Die Zahlen kommen zur rechten Zeit. Für Sommer 2026 plant KNDS den Börsengang in Frankfurt und Paris. Die Vorbereitungen laufen nach Plan, teilte das Unternehmen am Dienstag mit.

Europas Aufrüstung treibt das Geschäft

Die operative Marge kletterte auf 15,0 Prozent, nach 13,2 Prozent im Vorjahr. Das EBIT erreichte 661 Millionen Euro, gegenüber 500 Millionen Euro 2024. KNDS führt den Schub auf die veränderte Sicherheitslage und steigende Verteidigungsbudgets in Europa und der NATO zurück. Die Nachfrage nach schweren Waffensystemen zieht an, Regierungen füllen Arsenale wieder auf.

Alle Sparten wuchsen. Land Systems Germany steigerte den Umsatz um 17,4 Prozent auf 2,5 Milliarden Euro. Land Systems France legte um 9,6 Prozent auf 1,3 Milliarden Euro zu. Besonders stark entwickelte sich das Munitionsgeschäft mit einem Plus von 24,7 Prozent auf 612 Millionen Euro. Die integrierte Strategie — Waffensysteme und Munition aus einer Hand — zahlt sich aus. Kunden bevorzugen Komplettlösungen.

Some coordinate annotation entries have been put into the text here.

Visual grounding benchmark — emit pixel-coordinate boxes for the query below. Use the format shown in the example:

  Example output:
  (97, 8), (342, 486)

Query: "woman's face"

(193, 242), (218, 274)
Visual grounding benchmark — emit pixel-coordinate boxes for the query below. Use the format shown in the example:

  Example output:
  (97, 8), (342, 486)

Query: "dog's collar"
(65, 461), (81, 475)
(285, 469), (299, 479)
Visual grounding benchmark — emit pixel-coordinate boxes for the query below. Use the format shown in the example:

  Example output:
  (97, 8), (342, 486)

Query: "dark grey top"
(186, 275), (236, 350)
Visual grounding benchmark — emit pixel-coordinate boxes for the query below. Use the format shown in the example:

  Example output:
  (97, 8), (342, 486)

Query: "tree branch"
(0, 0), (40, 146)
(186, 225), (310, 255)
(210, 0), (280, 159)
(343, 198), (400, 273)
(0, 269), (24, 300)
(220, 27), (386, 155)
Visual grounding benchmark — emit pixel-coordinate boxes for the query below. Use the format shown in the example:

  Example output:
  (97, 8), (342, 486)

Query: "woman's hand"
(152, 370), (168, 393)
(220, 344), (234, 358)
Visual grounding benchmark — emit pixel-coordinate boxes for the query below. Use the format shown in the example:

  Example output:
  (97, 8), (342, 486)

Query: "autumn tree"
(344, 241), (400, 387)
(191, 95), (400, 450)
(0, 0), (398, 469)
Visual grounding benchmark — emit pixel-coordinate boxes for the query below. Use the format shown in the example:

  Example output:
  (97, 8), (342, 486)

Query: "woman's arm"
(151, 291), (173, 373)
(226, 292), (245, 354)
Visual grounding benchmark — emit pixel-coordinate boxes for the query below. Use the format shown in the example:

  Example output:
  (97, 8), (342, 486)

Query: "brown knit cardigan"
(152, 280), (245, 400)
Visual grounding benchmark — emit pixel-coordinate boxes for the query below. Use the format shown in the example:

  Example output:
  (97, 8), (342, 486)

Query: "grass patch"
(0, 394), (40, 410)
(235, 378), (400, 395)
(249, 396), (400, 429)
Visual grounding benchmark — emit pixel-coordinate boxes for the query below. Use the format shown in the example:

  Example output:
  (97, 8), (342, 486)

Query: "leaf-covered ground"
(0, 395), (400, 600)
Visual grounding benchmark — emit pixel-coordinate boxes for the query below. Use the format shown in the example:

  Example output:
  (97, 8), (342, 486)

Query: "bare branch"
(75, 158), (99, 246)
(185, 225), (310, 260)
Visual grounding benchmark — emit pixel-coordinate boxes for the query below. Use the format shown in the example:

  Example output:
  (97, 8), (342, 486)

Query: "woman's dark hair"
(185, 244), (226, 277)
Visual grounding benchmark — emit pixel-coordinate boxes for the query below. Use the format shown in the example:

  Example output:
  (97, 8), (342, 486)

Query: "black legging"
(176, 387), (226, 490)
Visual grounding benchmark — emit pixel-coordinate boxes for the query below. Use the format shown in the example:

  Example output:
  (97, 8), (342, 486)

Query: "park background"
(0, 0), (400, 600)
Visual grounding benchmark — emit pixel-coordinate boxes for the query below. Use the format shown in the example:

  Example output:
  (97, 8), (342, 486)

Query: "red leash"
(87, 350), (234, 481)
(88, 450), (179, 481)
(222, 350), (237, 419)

Kapazitätsausbau für Produktionshochlauf

KNDS beschäftigt rund 11.000 Mitarbeiter. Für 2026 sind weitere Neueinstellungen und Investitionen in Fertigung, Montage und Forschung geplant. Der Konzern will die Produktion hochfahren, um den prall gefüllten Auftragsbestand abzuarbeiten.

Der geplante Doppel-Börsengang soll den Zugang zu den Kapitalmärkten erweitern und Spielraum für Investitionen in Industriekapazität, Technologie und Innovation schaffen. Mit einem Auftragspolster, das dem Siebenfachen des Jahresumsatzes entspricht, geht KNDS aus einer Position der Stärke an die Börse.